Ask HN: Website with 6^16 subpages and 80k+ daily bots

Scale of the site & color math

  • Several commenters challenge the “6^16 subpages” claim, explaining that 6-digit hex colors span 16^6 = 2^24 ≈ 16.7M unique RGB values, not 6^16.
  • Thread walks through basic combinatorics (decimal 00–99 as 10^2, hex 000000–FFFFFF as 16^6) and byte/bit reasoning (256^3, 2^24).
  • Some note that additional valid CSS forms (3‑digit hex, 8‑digit with alpha) would increase URL count, but still far below 6^16.

Nature of the pages & crawling

  • Pages are generated dynamically from the URL (e.g., /000000, /000001), each with color-derived content.
  • Each page links to ~20 “similar color” URLs to feed crawlers, explaining how bots “crawl” the subpages.
  • Some argue this is a single dynamic page pattern, not “millions of subpages” in the traditional sense.

Monetization & value debate

  • Suggestions: add AdSense, sell backlinks, create a bot IP ban-list product, or sell the high-traffic site (with debate over the ethics of hiding that traffic is mostly bots).
  • Others are skeptical there’s real value without human visitors, likening it to search-engine spam or a novelty experiment.

Bot analysis & defenses

  • Multiple commenters recommend treating the site as a honeypot: log user agents, IPs, ASN, crawl depth, and publish stats.
  • Technical mitigations proposed:
    • robots.txt and bot-specific disallows.
    • Cloudflare “Bot Fight” mode, rate limiting, CAPTCHAs, 402/paywalls.
    • Serving pages without HTML links (JS-rendered only) or SPA-style UI to reduce crawlability.
    • Simple throttling: slow responses, holding sockets open, limiting POST size, and carefully chosen timeouts.
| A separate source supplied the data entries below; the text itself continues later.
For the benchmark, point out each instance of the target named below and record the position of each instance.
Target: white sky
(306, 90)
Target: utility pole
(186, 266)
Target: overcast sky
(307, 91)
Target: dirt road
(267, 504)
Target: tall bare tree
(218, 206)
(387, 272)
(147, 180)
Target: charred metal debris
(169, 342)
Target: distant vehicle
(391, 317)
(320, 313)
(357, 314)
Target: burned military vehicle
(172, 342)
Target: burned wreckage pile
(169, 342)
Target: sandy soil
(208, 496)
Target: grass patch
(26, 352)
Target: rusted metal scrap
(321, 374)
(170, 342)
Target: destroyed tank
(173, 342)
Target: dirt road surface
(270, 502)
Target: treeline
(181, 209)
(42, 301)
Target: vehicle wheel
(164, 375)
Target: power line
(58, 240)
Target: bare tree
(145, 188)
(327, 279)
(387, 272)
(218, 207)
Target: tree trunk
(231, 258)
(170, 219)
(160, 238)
Bot poisoning & adversarial responses

  • Elaborate ideas to “fight back”:
    • Serving gzip/zip/brotli bombs (sometimes double-layered) to waste scraper resources, with debates on feasibility and limits.
    • Injecting misleading or grammatically mangled text, especially targeted at LLM and data-mining bots, to pollute training data.
    • Generating random “facts” or clickbait about each color (e.g., who “loves” or “hates” it) so they propagate into models.
  • Some caution against harmful responses and broad ASN bans, noting legal and collateral-damage concerns.
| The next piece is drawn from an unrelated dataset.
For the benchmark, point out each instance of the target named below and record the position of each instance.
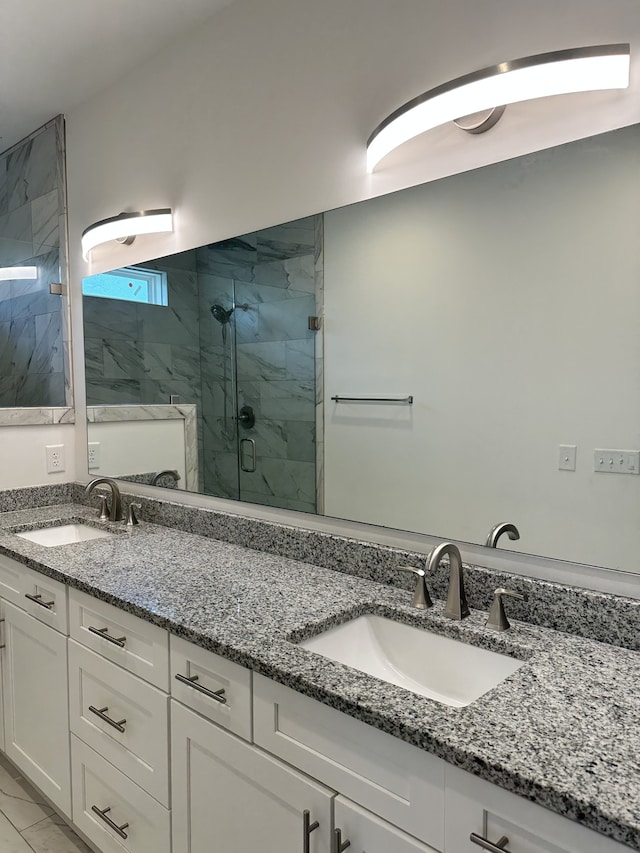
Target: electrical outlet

Extensions & creative directions

  • Ideas to expand the project:
    • Include alpha (8‑digit hex) and other color spaces (LAB, HSV, CMYK), even floating-point “infinite” subpages.
    • Turn it into a color/CyberChef-style toolkit or art tool.
    • Embrace the Library of Babel vibe; several related projects and APIs are mentioned as inspiration.